Im Obergeschoss befanden sich bis 1930 Schulsäle, im Dachgeschoss eine Lehrerwohnung. Erst 1931 verlegte der neu gewählte Bürgermeister Friedrich Karl Rinn die Bürgermeisterei mit Standesamt in das Gebäude Brauhausstraße 26. Vor 1931 befanden sich die Bürgermeistereien in den Wohnhäusern der ehrenamtlichen Amtsinhaber. Folgende Bürgermeister übten ihr Amt im Rathaus in der Brauhausstraße aus: Friedrich Karl Rinn von 1931 bis Frühjahr 1945, danach bis Herbst 1945 Ludwig Schneider, kommissarisch eingesetzt von der US-Militärverwaltung, Albert Schmidt von 1945 bis 1962 und Otto Bepler ab 1962 bis zum Umzug ins neue Gebäude 1973. Deutlich länger ist Elli Rinn mit dem Haus verbunden. Sie trat 1947 ihren beruflichen Dienst im Rathaus an und betreut seit 1951 die Leihbücherei der Gemeinde, also seit nunmehr 68 Jahren.

In das "alte Rathaus" zog nach 1973 das selbstverwaltete Jugendzentrum ein, das jedoch nach Problemen mit der Nachbarschaft 1982 wieder geschlossen wurde. Der ehemalige Standort der Feuerspritze war Raum für die Gemeindekasse geworden und wurde nach deren Umzug von der Arbeiterwohlfahrt genutzt.

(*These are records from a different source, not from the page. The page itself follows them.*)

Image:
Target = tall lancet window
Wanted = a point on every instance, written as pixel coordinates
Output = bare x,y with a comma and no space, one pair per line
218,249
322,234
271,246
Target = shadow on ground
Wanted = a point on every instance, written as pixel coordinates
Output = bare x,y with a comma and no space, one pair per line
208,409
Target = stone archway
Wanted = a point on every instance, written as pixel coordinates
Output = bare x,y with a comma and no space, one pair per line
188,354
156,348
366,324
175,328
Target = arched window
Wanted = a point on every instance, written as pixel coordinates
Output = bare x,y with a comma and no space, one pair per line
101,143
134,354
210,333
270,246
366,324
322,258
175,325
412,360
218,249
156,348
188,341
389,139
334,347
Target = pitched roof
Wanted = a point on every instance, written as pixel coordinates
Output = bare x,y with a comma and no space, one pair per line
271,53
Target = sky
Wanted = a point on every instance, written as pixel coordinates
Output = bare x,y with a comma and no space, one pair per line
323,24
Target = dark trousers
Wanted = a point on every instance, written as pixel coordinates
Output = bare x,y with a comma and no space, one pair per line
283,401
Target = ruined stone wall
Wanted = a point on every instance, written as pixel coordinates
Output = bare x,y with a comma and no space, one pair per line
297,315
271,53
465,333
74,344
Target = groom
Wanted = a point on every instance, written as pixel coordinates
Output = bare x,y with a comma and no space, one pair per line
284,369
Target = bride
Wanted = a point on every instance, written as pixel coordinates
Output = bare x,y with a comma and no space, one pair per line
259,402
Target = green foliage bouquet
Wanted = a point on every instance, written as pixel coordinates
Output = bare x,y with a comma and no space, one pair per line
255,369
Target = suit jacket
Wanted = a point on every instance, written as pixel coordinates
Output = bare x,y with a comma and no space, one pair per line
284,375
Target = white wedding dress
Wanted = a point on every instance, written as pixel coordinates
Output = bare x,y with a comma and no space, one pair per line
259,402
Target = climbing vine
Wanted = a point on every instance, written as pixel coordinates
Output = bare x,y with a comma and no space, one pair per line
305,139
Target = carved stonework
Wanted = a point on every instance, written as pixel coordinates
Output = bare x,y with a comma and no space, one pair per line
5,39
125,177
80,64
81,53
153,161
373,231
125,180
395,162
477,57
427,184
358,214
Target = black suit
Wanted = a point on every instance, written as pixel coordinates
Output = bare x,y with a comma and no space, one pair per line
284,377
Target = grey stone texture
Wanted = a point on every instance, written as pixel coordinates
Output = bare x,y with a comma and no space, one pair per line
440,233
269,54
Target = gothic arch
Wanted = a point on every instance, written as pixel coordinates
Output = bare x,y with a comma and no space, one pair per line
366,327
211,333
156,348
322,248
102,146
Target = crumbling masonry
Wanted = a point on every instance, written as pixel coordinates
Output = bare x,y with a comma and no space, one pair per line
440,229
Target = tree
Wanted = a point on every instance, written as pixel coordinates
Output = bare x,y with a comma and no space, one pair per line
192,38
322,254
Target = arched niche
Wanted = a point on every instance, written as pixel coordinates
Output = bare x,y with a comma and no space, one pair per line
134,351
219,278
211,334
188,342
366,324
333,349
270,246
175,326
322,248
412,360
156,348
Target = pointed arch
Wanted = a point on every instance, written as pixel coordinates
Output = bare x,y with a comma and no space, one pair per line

Nach dem AWO-Auszug und einer Sanierung steht der Raum seit Mai 2017 Hochzeitspaaren als Trauzimmer zur Verfügung. Die Gemeindebücherei, die 1951 eingerichtet wurde, befindet sich noch dort. Weitere Räume werden vom Schachclub, der Astronomischen Arbeitsgemeinschaft und der Kreisvolkshochschule genutzt.